To test this idea, researchers have used two mouse models of metastatic human breast cancer and found dormant disseminated tumor cells on the membrane of the microvasculature of the lungs, bone marrow, and brain tissues. To determine whether a direct influence on the growth of breast cancer cells, endothelial cells - cells lining the inner surface of blood vessels - to create a unique pattern of organotypic lung microvascular recesses and bone marrow, where the endothelial cells formed in a culture structures similar corresponding blood vessels body. When the end portions of these structures were placed tumor cells has been reproduced that researchers observed in vivo .
At its organotypic models Bissell and her colleagues found that niche rest creates widespread microvascular networks in stable protein thrombospondin-1 , inhibits the growth of cancer cells. However, at the end portions of germination vessels thrombospondin-1 proteins are giving way to TGF-beta 1 and periostinu turning newly formed vessels in the metastatic niche that not only allows, but also accelerates the growth of cancer cells.

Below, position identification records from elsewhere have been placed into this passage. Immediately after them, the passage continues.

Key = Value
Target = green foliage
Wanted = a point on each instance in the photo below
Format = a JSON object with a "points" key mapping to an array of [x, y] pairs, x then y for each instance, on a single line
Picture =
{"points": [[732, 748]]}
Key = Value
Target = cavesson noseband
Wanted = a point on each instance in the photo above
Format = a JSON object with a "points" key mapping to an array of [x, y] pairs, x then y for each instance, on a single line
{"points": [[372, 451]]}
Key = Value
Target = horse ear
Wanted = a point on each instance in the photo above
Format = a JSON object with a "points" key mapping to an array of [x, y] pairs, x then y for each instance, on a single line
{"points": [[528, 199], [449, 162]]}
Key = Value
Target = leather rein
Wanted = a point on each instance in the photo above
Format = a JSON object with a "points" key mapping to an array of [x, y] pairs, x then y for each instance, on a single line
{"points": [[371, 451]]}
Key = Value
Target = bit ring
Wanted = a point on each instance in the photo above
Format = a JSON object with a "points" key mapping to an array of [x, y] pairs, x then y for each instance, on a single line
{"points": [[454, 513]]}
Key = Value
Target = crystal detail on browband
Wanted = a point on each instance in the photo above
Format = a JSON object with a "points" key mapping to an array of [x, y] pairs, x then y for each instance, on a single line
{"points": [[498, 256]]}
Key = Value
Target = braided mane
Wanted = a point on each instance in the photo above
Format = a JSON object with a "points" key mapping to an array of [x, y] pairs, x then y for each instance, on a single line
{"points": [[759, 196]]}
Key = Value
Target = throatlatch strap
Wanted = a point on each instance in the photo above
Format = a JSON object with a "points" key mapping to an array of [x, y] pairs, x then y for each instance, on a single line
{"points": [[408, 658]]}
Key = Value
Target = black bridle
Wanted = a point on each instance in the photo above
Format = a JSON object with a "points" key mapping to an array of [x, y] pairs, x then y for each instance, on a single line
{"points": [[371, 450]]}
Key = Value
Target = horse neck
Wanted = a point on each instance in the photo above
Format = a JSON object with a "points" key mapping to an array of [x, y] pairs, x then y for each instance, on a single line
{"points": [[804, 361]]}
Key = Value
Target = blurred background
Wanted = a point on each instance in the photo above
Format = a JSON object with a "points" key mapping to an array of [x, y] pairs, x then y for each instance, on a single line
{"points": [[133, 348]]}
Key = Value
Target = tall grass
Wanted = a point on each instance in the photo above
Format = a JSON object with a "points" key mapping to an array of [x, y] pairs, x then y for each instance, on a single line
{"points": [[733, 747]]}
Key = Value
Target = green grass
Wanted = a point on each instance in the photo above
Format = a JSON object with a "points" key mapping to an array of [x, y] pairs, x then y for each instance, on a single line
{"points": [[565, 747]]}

"Our research - the first in which a niche is described on the rest of cellular and molecular basis, and it is interesting that the culprit is the fabric, which we so often considered a passive observer - microvascular endothelium," - says Dr. Ghajar. "Moreover, we have shown that a key factor in most, if not all, biological processes is homeostasis. In this case, the destabilization of vascular endothelial niche destroys peace and promotes the formation of micro causing micrometastatic growth. "
Opening niches rest in the microvasculature of the basal membrane and an understanding of how these niches are metastatic to the newly formed vasculature, is of great importance for the development of future treatments for breast cancer.

"Our findings point the way to treatments aimed at the management of metastatic disease even before its manifestation," - said Ghajar. "Sleepers disseminated tumors may be time bombs, but now that we know some of their triggers, treatments can be developed to ensure that disseminated cancer cells remain dormant, or eradicate these cells before they can form metastases developed" .

"Our organotypic models demonstrate the capabilities of the microenvironment, indicating that normal cells in its native architecture naturally translate fully malignant genotypically aberrant tumor cells in a state of rest" - continued the scientist. "In the future, our models will be an effective tool for screening therapies that affect the state of rest tumors and metastases, as well as a platform for the disclosure of other biological mysteries that underlie this condition."

Currently Gadjar, Bissell and their research to find out whether the useful results for breast tumors, to other types of secondary tumors and tissues. Furthermore, they want to identify the unique mechanisms also transform tumor dormancy, but common in other tissues.